• 2 large jalapeño peppers
  • 1 pound dried black eye peas
  • 8 garlic cloves, divided
  • 2 bay leaves
  • 2 medium onions, divided
  • 2 tablespoons olive oil
  • 8 ounces smoked andouille sausage, diced
  • 2 celery stalks, diced
  • 1 medium red bell pepper, diced
  • 1 medium green bell pepper, diced
  • 1 teaspoon chopped fresh thyme
  • 1 cup chopped green cabbage
  • 1 cup long grain white rice
  • 1/3 cup chopped fresh cilantro
  • 6 green onions, thinly sliced
  • 1 1/2 teaspoon salt
  • 1/2 teaspoon ground black pepper


  1. Preheat the oven to 425°F.
  2. Roast the jalapeño peppers on an Anolon nonstick baking sheet until blistered and tender, about 18-20 minutes. Cool 10 minutes, rub the charred skin off, remove the seeds, chop and set aside.
  3. Combine the black eyed peas, 4 whole garlic cloves, bay leaves, one onion cut in half and 7 cups cold water in an Anolon Nouvelle Copper Hard Anodized Nonstick 4-quart covered casserole and bring to a boil over medium heat; reduce the heat to low, cover and simmer until the beans are tender but not mushy, about 45 minutes to one hour. Scoop out 2 cups of the cooking liquid and drain the beans; discard the onion, garlic and bay leaves.
  4. Dice the remaining onion and mince the remaining 4 cloves garlic. Wipe out the Dutch oven, and heat the oil over medium heat. Add the sausage and cook 3 minutes.

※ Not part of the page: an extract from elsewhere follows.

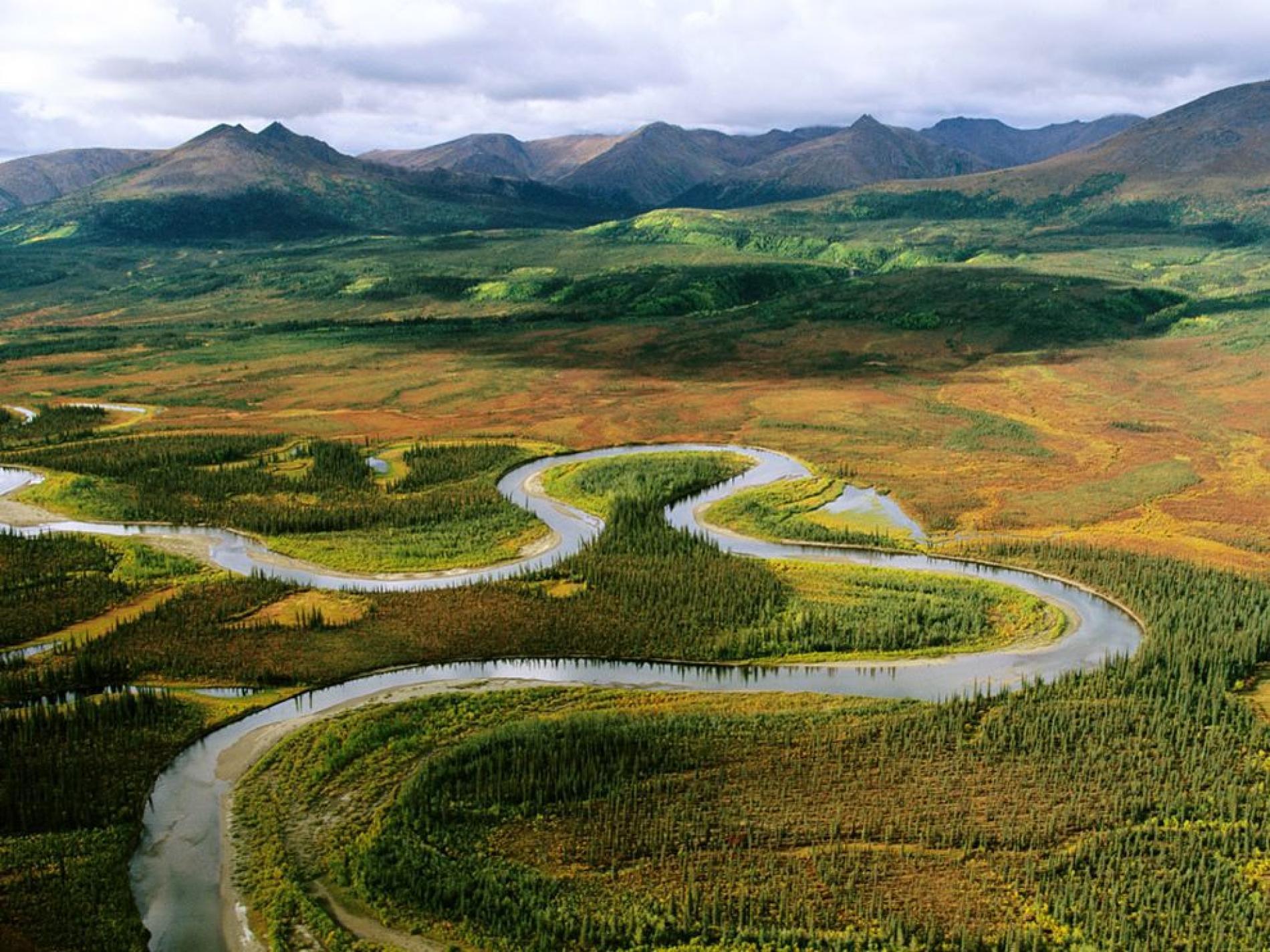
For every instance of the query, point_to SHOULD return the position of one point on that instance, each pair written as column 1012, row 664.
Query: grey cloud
column 539, row 67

Stir in the onion, garlic, celery, bell peppers, thyme, cabbage and jalapeño; cook, stirring occasionally, until the onions are translucent, about 10-12 minutes.
  5. Add the rice and cook, stirring, 1 minute. Pour in 2 1/2 cups water, bring to a boil, reduce heat to low, cover and simmer until rice is cooked, about 18-20 minutes.
  6. Stir in the beans, cilantro, green onions, salt and pepper; cook 1-2 minutes to warm through. Pour in enough of the reserved cooking liquid to moisten—the mixture should be wet but not soupy. Serve warm or room temperature.